I certainly haven’t missed the ravings about Angela’s salt-and-vinegar chips (and green beans), but I hadn’t gotten around to buying potatoes and vinegar at the same time. Then, I came across this variation on JL’s blog, JL goes Vegan, and thought another crunchy snack might be in order. Here’s what I did:
- 1 cup chickpeas, soaked overnight
- 3-4 cups white vinegar
- 1 tsp Coarse sea salt
- 2 tsp extra virgin olive oil
- Add chickpeas and vinegar and place in a medium sized pot. Bring to a boil and cook as normal, 1-2 hours.

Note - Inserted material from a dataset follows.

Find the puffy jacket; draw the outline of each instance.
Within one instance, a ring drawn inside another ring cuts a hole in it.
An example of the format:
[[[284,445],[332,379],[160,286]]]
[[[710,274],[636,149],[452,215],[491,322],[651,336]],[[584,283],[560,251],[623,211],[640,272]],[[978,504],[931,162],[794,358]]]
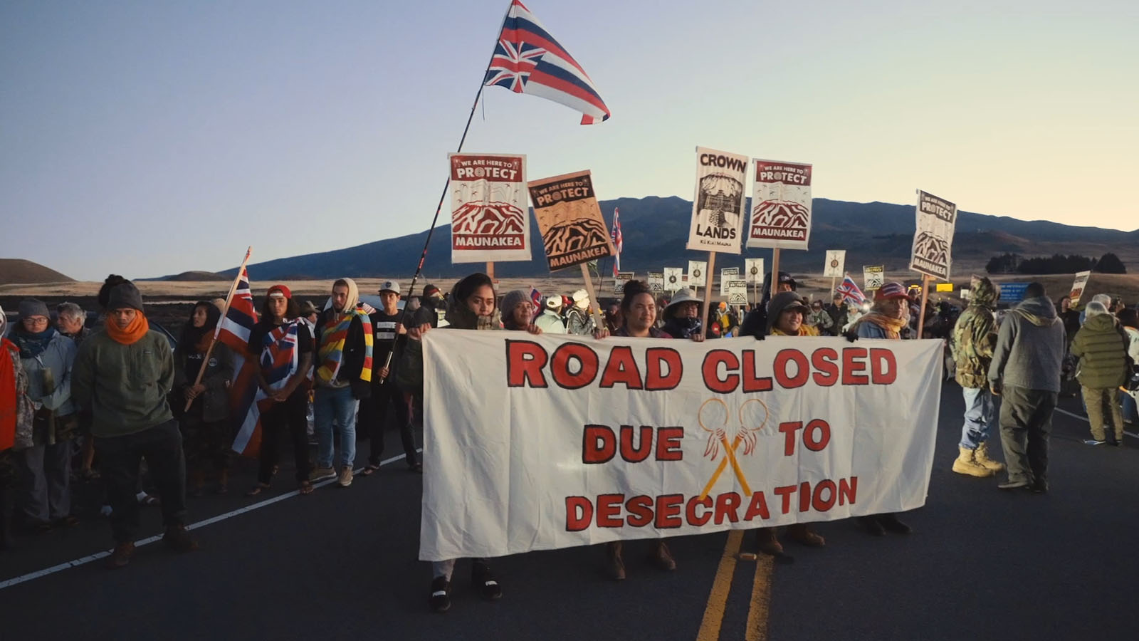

- When chickpeas are cooked (try one, the vinegar turns a bit sweet), add a dash of sea salt and then remove from heat. Let sit in pot for 30 minutes.
- Preheat oven to 425F. Carefully drain chickpeas and return to pan. Drizzle with olive oil and salt, then mix with hands or a spoon, ensuring all chickpeas are coated with oil.
- Place on a lightly-oiled baking sheet and roast for 45 minutes, flipping once half way through. Keep a careful eye on them after 35 minutes of cooking to ensure they don’t burn. The goal here is crispy and golden chickpeas, not black.
Comments: After popping these in the oven, I remembered my previous chickpea roasting failures. They never seem to turn out like the ones in the store. But, I was optimistic. Unfortunately, they were a bit ho-hum. The flavoring was all there, it just didn’t pop. And, some of the chickpeas were so hard I was afraid of breaking a tooth, while others stayed a bit spongy. They felt like a healthy snack, but nothing I’ll rush to make again.